Survivors on the other side of the political debate are also politicizing the tragedy.
“Where are all the people who called us traitors?” Sofie Berzon MacKie, a survivor from Kibbutz Be’eri, an epicenter of the wholesale murder of Israelis during the Hamas terror onslaught, asked in an interview on Channel 12 on Wednesday.
“We the leftists are the traitors?” she asked, repeating a frequent slur used against the anti-judicial overhaul protesters and leftists in general. “They are the traitors, the people whose salaries I pay and left me to die,” Berzon MacKie, an artist who was born in the United Kingdom, said as she cried.
Back in Netivot, Aviel Zaguri is staying put. He didn’t flinch as inbound rockets that hit a few miles from Netivot send loud thuds across the plains of the western Negev. He stood at sunset outside his yeshiva and looked up at the spectacle that lit up the desert sky over Netivot each night: Iron Dome rounds hunting and destroying rockets bound for the area’s Israeli towns.
“My wife thought about going to Jerusalem, but we decided it’s not much safer.
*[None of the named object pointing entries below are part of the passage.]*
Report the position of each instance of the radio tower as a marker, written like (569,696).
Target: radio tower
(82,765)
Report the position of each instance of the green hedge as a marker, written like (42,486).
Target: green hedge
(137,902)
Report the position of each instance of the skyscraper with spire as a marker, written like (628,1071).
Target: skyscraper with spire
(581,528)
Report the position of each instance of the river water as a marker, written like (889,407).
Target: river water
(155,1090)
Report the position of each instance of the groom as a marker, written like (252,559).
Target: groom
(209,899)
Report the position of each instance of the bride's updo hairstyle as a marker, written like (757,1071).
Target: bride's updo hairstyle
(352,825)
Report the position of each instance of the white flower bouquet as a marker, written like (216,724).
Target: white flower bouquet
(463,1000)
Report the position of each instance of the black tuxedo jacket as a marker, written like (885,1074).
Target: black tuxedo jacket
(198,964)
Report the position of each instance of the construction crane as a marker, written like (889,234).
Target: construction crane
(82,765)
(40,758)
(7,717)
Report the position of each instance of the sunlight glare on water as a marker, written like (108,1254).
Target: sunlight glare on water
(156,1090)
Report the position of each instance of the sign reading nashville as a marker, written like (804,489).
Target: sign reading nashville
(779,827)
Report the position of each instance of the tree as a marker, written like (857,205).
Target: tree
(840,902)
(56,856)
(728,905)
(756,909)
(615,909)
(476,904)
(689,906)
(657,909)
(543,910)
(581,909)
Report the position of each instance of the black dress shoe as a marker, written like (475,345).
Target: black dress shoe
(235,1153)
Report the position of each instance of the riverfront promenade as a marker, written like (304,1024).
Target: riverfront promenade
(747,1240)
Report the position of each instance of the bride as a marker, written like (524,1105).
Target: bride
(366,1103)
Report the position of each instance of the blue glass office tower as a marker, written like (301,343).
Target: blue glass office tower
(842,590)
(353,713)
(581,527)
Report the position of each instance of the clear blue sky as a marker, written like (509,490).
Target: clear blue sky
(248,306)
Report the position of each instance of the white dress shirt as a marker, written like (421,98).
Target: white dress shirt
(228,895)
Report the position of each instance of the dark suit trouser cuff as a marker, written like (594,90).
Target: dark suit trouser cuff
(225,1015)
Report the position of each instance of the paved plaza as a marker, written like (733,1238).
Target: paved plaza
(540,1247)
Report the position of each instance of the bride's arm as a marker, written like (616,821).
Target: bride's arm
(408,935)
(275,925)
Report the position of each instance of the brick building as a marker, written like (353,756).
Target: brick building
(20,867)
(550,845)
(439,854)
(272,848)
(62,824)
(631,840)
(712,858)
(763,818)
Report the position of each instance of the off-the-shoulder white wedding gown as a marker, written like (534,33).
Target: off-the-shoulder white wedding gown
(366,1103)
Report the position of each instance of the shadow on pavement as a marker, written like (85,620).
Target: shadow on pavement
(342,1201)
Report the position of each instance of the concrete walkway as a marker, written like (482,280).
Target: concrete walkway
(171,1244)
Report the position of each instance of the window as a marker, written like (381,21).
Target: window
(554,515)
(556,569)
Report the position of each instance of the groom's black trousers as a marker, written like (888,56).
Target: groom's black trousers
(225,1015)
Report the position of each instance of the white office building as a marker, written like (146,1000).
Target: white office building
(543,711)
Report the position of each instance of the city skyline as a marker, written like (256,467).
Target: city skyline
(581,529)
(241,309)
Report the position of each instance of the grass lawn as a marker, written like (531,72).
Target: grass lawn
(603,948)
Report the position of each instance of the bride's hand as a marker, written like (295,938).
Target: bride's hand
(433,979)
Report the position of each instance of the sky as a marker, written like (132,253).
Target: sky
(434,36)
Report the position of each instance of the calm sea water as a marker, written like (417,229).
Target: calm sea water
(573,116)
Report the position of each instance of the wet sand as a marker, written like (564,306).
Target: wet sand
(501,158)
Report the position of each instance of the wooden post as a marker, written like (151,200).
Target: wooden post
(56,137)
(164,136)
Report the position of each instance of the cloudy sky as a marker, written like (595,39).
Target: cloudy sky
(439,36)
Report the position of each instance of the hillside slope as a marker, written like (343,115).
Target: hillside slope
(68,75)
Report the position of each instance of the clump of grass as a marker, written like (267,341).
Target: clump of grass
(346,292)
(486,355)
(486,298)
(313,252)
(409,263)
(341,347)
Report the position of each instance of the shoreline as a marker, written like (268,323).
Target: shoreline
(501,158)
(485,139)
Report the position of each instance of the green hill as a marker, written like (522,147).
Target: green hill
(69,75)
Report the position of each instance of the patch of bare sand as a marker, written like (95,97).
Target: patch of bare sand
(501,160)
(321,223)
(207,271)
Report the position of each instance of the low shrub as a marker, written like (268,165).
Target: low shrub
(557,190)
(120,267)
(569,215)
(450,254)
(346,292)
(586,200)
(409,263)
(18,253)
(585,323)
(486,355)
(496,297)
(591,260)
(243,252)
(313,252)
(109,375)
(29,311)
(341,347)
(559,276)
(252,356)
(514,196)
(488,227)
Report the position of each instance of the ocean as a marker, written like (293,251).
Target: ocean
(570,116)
And frankly, it’s such a hassle moving in with relatives when you have four small kids that staying under fire feels easier.”
Zaguri’s children are accustomed to the alarms and the thuds, he said. “We’ve raised our children into this. Our twins, age 5, asked what the thuds are. I told them: Arabs in Gaza want to kill us but God will watch over us if we watch over ourselves and His commandments.”